After a short drive on
the main dirt road, we turned left onto a much narrower one—more a track than a
road and so hidden in the underbrush and forest that you would never have seen
the turnoff if you didn’t know where to look. We wended our way back through
the birch and pine forest, made magical by the slant of the waning sunlight
that filtered through the trees and highlighted this bit or that of foliage
while casting the surrounding areas into penumbral gloom. The Ford pitched and
jostled over the rutted, unkempt lane, the garbage pails clunking and clanking
in the rear, until we finally pulled to a stop beside a large, open garbage
tip. The smell of rotting fish heads, innards and other organic debris was
overpowering. I held my nose, a gesture that drew a chuckle from Morris. When
he’d finished emptying his pails and stowing them back in the station wagon, he
took his Missouri Meerschaum from his mouth, tapped the tobacco out of it
against his heel and shoved it into the hip pocket of his well-worn dungarees.
“Okay, Danny,” he said,
“from here on, we go on foot, and quiet as Indians, okay?”
Morris led and I
followed, trying to show just how quiet I could be and attempting to walk, as
I’d been assured Indians walked, with one foot placed straight in front of the
other. We negotiated a path so faint that I’d never have seen it without this
old woodsman as my guide. At one point, Morris turned to me and placed a finger
to his lips to indicate complete silence. Then he histrionically shoved his
short, thick index finger into his mouth to wet it, held it up, pointed in the
direction the wind was blowing and then indicated, with that same finger, the
opposite direction. We were going to head upwind, his hand signals were saying.

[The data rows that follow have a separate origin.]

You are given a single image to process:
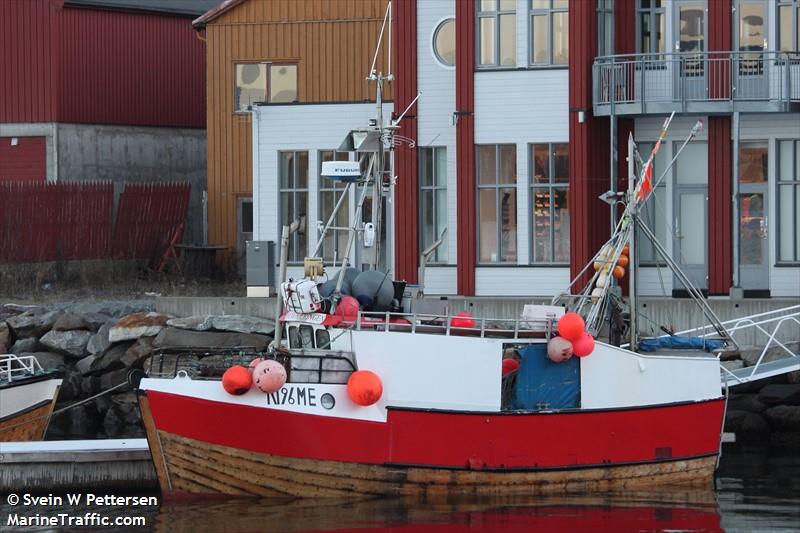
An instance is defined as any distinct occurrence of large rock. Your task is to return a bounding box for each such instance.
[86,322,113,355]
[89,342,132,375]
[120,337,153,368]
[9,337,40,355]
[20,352,67,372]
[153,327,272,352]
[725,410,770,440]
[53,313,94,331]
[758,383,800,405]
[764,405,800,431]
[39,329,92,358]
[0,321,11,353]
[167,315,275,336]
[108,313,170,342]
[6,311,59,339]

We hiked briefly along a short ridge. Through the trees, I could see the sunset reflected in an irregularly shaped lagoon, the edges of which meandered in and out of the forest and were lined with dead trees that had rotted at the roots over the course of a hundred flood seasons but remained dramatically upright, colored stark grayish white, like bleached bones. Finally, we came to a kind of blind, crudely erected using tree boughs and brush, that afforded a clear view of the lagoon shore, and there we hunkered down to wait.
“Where are they?” I asked
in a barely audible whispered.
Again, Morris touched a
finger to his lips and pointed in the direction of the lagoon. As if on cue, a
family of white-tailed deer made their cautious way down out of the woods to
the edge of the water to drink: first an old stag that stood alert, head
raised, sniffing the air and twitching his long, mule-like ears, massive
antlers spotlighted in the sun’s last rays. Then with a snort he seemed to let
the others know the coast was clear, and along they came too, a younger buck
with less elaborate antlers, a young doe and a little fawn. Warily, they waded
a few steps into the shallows, stretched their long necks downward and began to
drink.
It was a magical moment,
an almost religious experience of communion with nature, in which we had faded
into the surroundings and were thus privileged to share this intimate day’s-end
moment with these stunning creatures. It was a Michigan experience that would
remain with me forever, a place to go in my mind whenever all else failed to
convince me that life was beautiful.